Le modèle de croissance, qui repose sur des investissements publics de grande échelle financés par des emprunts, a néanmoins atteint certaines limites et nourrit des déséquilibres importants. Le choc actuel souligne ces vulnérabilités et la nécessité d’accélérer les réformes visant à s’appuyer sur les investissements directs étrangers (IDE), à travers une libéralisation de l’économie. En 2020, la croissance resterait positive mais devrait atteindre son plus bas niveau depuis 2003.
La crise économique se manifeste par un choc à la fois intérieur et extérieur. L’agriculture, qui représente 80% des revenus d’exportations et près de 40% du PIB, est particulièrement affectée par une chute importante des récoltes causée par l’invasion de criquets pèlerins, les conflits au nord du pays et une baisse de la demande. La chute de la demande extérieure et les perturbations dans les chaînes de valeur mondiales ont, par ailleurs, des répercussions majeures sur les exportations de services.
En parallèle, l’inflation a bondi et atteindrait 20% sur l’année 2020. Les mesures fiscales et monétaires de soutien à l’économie, qui ont contribué à la hausse des prix, devraient néanmoins s’estomper dans les mois à venir.

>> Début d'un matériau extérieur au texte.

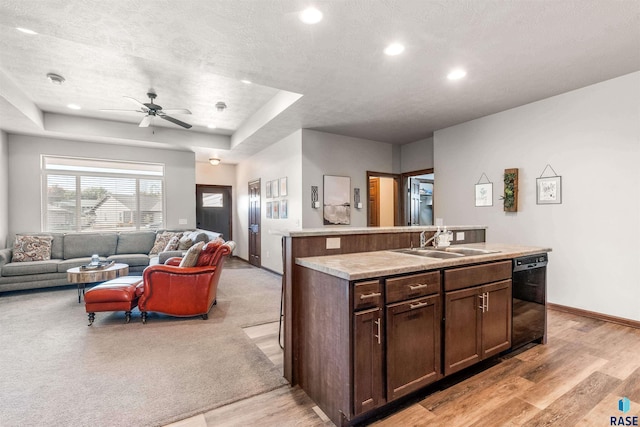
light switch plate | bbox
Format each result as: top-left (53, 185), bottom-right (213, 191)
top-left (327, 237), bottom-right (340, 249)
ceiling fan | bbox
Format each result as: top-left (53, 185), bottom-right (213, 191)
top-left (100, 89), bottom-right (191, 129)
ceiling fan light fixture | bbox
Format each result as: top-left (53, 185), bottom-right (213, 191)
top-left (47, 73), bottom-right (65, 86)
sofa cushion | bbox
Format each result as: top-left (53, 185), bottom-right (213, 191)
top-left (116, 231), bottom-right (156, 255)
top-left (149, 231), bottom-right (182, 255)
top-left (64, 232), bottom-right (118, 259)
top-left (196, 238), bottom-right (224, 267)
top-left (2, 259), bottom-right (60, 277)
top-left (107, 254), bottom-right (149, 267)
top-left (11, 234), bottom-right (53, 262)
top-left (179, 242), bottom-right (204, 267)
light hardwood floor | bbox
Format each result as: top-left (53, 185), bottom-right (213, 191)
top-left (171, 310), bottom-right (640, 427)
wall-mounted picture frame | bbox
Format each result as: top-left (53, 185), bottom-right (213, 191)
top-left (323, 175), bottom-right (351, 225)
top-left (476, 182), bottom-right (493, 206)
top-left (536, 176), bottom-right (562, 205)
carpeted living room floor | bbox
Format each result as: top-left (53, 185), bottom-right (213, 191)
top-left (0, 261), bottom-right (286, 426)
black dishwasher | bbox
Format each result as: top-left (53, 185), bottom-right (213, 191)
top-left (511, 253), bottom-right (548, 350)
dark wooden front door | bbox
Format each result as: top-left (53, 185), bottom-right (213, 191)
top-left (196, 185), bottom-right (233, 240)
top-left (249, 180), bottom-right (261, 267)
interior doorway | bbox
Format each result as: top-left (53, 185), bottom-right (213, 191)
top-left (367, 171), bottom-right (402, 227)
top-left (196, 184), bottom-right (233, 240)
top-left (402, 169), bottom-right (435, 225)
top-left (249, 179), bottom-right (262, 267)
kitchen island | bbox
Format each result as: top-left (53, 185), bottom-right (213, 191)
top-left (285, 236), bottom-right (550, 425)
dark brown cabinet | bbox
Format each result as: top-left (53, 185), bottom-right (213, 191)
top-left (444, 262), bottom-right (511, 375)
top-left (353, 308), bottom-right (385, 415)
top-left (386, 271), bottom-right (442, 401)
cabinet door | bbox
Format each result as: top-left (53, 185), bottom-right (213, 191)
top-left (386, 295), bottom-right (442, 401)
top-left (480, 280), bottom-right (512, 359)
top-left (352, 308), bottom-right (385, 415)
top-left (444, 287), bottom-right (482, 375)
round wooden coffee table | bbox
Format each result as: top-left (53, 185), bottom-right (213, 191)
top-left (67, 263), bottom-right (129, 304)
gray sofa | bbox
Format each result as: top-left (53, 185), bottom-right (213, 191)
top-left (0, 230), bottom-right (221, 292)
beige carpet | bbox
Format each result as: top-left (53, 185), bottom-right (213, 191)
top-left (0, 268), bottom-right (286, 426)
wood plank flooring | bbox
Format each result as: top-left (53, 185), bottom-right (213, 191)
top-left (166, 310), bottom-right (640, 427)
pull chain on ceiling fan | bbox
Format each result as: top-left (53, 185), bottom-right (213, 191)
top-left (100, 89), bottom-right (191, 129)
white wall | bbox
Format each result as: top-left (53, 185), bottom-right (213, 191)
top-left (302, 129), bottom-right (399, 228)
top-left (400, 137), bottom-right (433, 173)
top-left (233, 130), bottom-right (302, 273)
top-left (9, 135), bottom-right (196, 234)
top-left (0, 131), bottom-right (9, 248)
top-left (434, 72), bottom-right (640, 320)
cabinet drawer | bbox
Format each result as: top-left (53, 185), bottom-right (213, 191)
top-left (444, 261), bottom-right (512, 291)
top-left (353, 280), bottom-right (382, 310)
top-left (386, 271), bottom-right (440, 304)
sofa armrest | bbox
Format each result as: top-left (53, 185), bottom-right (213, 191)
top-left (0, 248), bottom-right (13, 268)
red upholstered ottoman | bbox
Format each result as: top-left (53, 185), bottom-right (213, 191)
top-left (84, 276), bottom-right (142, 326)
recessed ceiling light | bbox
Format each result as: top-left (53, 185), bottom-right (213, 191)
top-left (16, 27), bottom-right (38, 36)
top-left (298, 7), bottom-right (322, 25)
top-left (384, 43), bottom-right (404, 56)
top-left (447, 68), bottom-right (467, 80)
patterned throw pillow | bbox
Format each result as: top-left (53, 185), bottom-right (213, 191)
top-left (163, 236), bottom-right (180, 252)
top-left (178, 235), bottom-right (193, 251)
top-left (196, 237), bottom-right (224, 267)
top-left (149, 231), bottom-right (182, 255)
top-left (178, 242), bottom-right (204, 267)
top-left (11, 234), bottom-right (53, 262)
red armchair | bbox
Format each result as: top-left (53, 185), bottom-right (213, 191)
top-left (138, 241), bottom-right (235, 323)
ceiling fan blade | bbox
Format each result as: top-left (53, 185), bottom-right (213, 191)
top-left (162, 108), bottom-right (191, 114)
top-left (159, 114), bottom-right (191, 129)
top-left (138, 116), bottom-right (153, 128)
top-left (124, 96), bottom-right (149, 113)
top-left (98, 108), bottom-right (145, 113)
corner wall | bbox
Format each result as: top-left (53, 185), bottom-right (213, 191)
top-left (0, 131), bottom-right (11, 248)
top-left (302, 129), bottom-right (400, 228)
top-left (434, 72), bottom-right (640, 320)
top-left (9, 135), bottom-right (196, 235)
top-left (233, 130), bottom-right (302, 273)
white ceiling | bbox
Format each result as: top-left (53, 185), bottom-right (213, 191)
top-left (0, 0), bottom-right (640, 163)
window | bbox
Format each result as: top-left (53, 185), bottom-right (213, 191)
top-left (42, 156), bottom-right (164, 231)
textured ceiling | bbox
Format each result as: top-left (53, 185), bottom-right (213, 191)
top-left (0, 0), bottom-right (640, 163)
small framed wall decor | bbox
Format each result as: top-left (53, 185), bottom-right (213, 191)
top-left (476, 172), bottom-right (493, 206)
top-left (536, 165), bottom-right (562, 205)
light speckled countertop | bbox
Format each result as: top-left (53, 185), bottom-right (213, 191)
top-left (296, 242), bottom-right (551, 280)
top-left (283, 225), bottom-right (487, 237)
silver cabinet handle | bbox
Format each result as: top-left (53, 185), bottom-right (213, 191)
top-left (360, 292), bottom-right (382, 299)
top-left (409, 301), bottom-right (429, 310)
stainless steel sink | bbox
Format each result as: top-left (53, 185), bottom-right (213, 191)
top-left (394, 248), bottom-right (464, 259)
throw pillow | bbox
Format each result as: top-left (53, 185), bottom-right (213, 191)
top-left (178, 235), bottom-right (193, 251)
top-left (196, 238), bottom-right (224, 267)
top-left (179, 242), bottom-right (204, 267)
top-left (149, 231), bottom-right (182, 255)
top-left (11, 234), bottom-right (53, 262)
top-left (163, 236), bottom-right (180, 252)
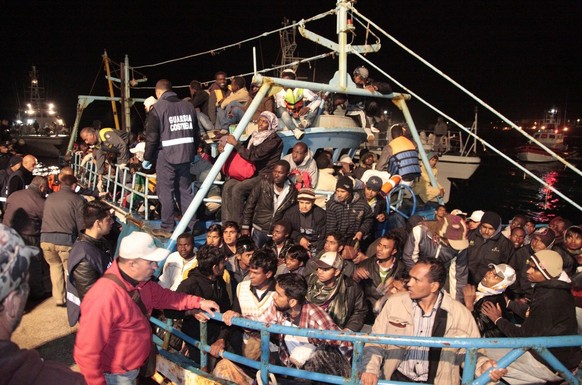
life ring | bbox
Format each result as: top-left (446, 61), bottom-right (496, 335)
top-left (381, 175), bottom-right (402, 195)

En 2021, l’activité économique devrait continuer à ralentir pour atteindre une croissance nulle selon les dernières estimations. La hausse des prix devrait aussi s’atténuer mais rester à un niveau élevé (inflation de 11,5% attendue en 2021). La banque centrale devrait, en effet, continuer d’injecter des montants importants dans l’économie en participant au financement du déficit du gouvernement.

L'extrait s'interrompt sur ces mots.